Research is being pursued in the area of active networks and, in particular, in the design of network processors. Initial work has been done on the development of a benchmark of programs, called CommBench, oriented towards testing and evaluating such processors. CommBench contains eight programs evenly divided into two sets with one set oriented towards header processing and the other towards payload processing. Extensive statistics (e.g., miss rates, etc.) have been collected on the benchmark programs. Using this data, research on network processor design is currently focusing on the issues of determining the optimal number of processors and associated cache sizes for a given chip size and technology, and the problems of packet scheduling to avoid high cold cache miss rates. Optimal designs can be obtained using a variety of performance metrics including chip area, chip power and packet processing rate. See references for more details.
|The Workshop on Network Processors was first held in February 2002. The goal was to bring together researchers and practitioners from the academic and industry communities to present their research on network processors and exchange information and ideas related to this developing area. The workshop was a great success with about eighty people attending. Subsequent workshops have been held in 2003 and 2004. The workshops are held in cooperation with the HPCA (High Performance Computer Architecture) symposium. They have resulted in a series of books, "Network Processor Design" Volumes 1, 2 and 3 published by Morgan-Kaufmann Pub. In addition to containing selected workshop papers, the books contain industry derived articles on current Network Processor products and usage techniques. Volume 3 also contains several tutorial articles in the area. The books have been edited by Mark Franklin, Patrick Crowley, Haldun Hadimioglu and Peter Onufryk.|
|Research is being pursued in the areas of computer architecture, parallel processing, performance evaluation, and VLSI design. Current research can be divided into the following topical areas: Architecture issues: interconnection network design, design of synchronization networks, design of networked computers, parallel computer design, checkpointing and recovery in networked computers. Basic hardware design questions: asynchronous versus clocked pipeline design, clock distribution, pin limitations. Applications issues: using parallel machines on computationally demanding problems such as medical image reconstruction, statistical optimization, simulation (discrete and continuous), simulated annealing, N-body problems. Investigations into issues of load balancing, task allocations and latency masking.|
|Optical technology has long been considered appealing for constructing high-speed interconnects in digital systems. However, although optical interconnects have significantly increased bandwidths, the complexity and cost of such systems coupled with the inability of processor interfaces to cope with high optical data rates usually negates any expected bandwidth advantages. Optical component designs have been driven largely by the needs of the long distance telecommunication industry and generally do not have high levels of integration and are ill suited to the board level distances, electronic VLSI design techniques, and input-output considerations associated with microprocessors. Our research program aims at taking advantage of new developments in optical technology and exploiting these developments in the design of a multiprocessor system. We are currently designing and implementing a message-passing, optically-interconnected multiprocessor. Our focus is on bandwidth limited applications which can effectively use our GEMINI inteconnection network. This dual optical and electrical network provides high bandwidth optical paths for long data messages and a lower congestion, low latency electrical paths for short data and synchronization messages. The design goal is to exploit high integration and low cost options becoming available through the use of integrated optical switches and polymer waveguides. Finally, a significant aspect of the research concerns matching memory and interconnect bandwidths through use of a ``scatter-gather'' engine connected to an interleaved memory system.|
Issues associated timing synchronization have been attacked from two directions. First, the question of how to optimally distribute global clock signals has been studied. Second, we have examined how to maintain timing synchronization by employing asynchronous, delay insensitive design techniques. Current research focuses on comparing the asynchronous and clocked design methodologies when used in the control of interconnection networks and RISC instruction pipelines.

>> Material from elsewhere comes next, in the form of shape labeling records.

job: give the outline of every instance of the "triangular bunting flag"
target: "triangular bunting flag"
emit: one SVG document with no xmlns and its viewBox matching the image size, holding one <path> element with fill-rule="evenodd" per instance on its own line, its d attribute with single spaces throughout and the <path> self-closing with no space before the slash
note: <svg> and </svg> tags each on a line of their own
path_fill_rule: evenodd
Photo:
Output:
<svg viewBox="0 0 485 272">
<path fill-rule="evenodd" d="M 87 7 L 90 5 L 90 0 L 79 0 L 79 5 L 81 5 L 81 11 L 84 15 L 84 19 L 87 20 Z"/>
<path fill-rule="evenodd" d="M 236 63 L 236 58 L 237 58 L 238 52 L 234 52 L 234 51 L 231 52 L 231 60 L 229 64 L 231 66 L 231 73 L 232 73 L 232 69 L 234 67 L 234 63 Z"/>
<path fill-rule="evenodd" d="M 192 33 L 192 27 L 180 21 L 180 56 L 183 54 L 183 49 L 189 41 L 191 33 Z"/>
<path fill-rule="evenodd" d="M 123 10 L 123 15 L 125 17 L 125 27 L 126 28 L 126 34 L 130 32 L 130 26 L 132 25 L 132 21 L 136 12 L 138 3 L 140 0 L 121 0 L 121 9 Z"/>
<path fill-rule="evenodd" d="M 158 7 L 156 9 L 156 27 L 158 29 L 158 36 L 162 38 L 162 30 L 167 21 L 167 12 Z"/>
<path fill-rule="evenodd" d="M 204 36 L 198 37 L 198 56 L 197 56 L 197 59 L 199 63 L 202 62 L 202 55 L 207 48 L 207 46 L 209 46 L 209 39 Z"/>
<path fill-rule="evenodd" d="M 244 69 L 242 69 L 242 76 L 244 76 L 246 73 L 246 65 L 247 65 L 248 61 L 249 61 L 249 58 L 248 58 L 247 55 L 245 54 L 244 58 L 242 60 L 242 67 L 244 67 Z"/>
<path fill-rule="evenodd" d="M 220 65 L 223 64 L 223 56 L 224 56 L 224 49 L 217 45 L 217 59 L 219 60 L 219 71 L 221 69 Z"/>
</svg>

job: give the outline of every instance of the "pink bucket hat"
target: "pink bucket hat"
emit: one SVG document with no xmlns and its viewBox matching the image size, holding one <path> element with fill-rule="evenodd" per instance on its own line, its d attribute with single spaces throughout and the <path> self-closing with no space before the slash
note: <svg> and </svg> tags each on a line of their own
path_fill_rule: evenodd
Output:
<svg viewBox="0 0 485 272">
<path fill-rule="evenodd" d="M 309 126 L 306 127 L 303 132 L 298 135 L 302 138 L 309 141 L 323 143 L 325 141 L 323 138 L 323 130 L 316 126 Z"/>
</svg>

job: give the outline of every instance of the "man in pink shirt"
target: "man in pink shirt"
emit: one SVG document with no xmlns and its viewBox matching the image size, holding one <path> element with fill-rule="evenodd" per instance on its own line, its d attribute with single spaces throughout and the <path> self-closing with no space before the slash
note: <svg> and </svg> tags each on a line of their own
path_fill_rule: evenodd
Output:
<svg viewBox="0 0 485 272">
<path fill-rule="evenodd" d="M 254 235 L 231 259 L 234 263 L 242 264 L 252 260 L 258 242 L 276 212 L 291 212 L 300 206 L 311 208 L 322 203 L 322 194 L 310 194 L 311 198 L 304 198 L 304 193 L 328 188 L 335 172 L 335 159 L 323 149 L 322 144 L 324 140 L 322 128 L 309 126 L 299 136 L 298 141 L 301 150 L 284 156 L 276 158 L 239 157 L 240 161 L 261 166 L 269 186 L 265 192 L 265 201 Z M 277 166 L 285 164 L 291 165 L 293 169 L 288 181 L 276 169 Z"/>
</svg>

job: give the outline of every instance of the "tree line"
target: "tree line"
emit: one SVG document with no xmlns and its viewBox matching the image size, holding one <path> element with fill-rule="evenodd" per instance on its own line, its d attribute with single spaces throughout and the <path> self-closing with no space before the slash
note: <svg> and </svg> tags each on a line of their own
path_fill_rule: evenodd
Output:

The following basic applications oriented parallel processing
issues are being investigated: load balancing and task allocation,
process-level time synchronization, latency hiding, and reliability
and checkpointing. The load balancing problem has been examined in
the context of solving large, continuous systems, in terms of
the parallel logic and discrete-event simulation problem, and in terms
of the N-body simulation problem.
Synchronization times have been experimentally measured for a number of applications implemented on parallel processors and networked computers. Results show that these times can dominate overall execution times. Research is being pursued on how to reduce these delays by developing special purpose synchronization hardware.
Latency delays are a major performance problem in distributed computing. For a class of applications, (synchronous iterative algorithms) we have examined approaches to hiding latency through use of speculative computation techniques.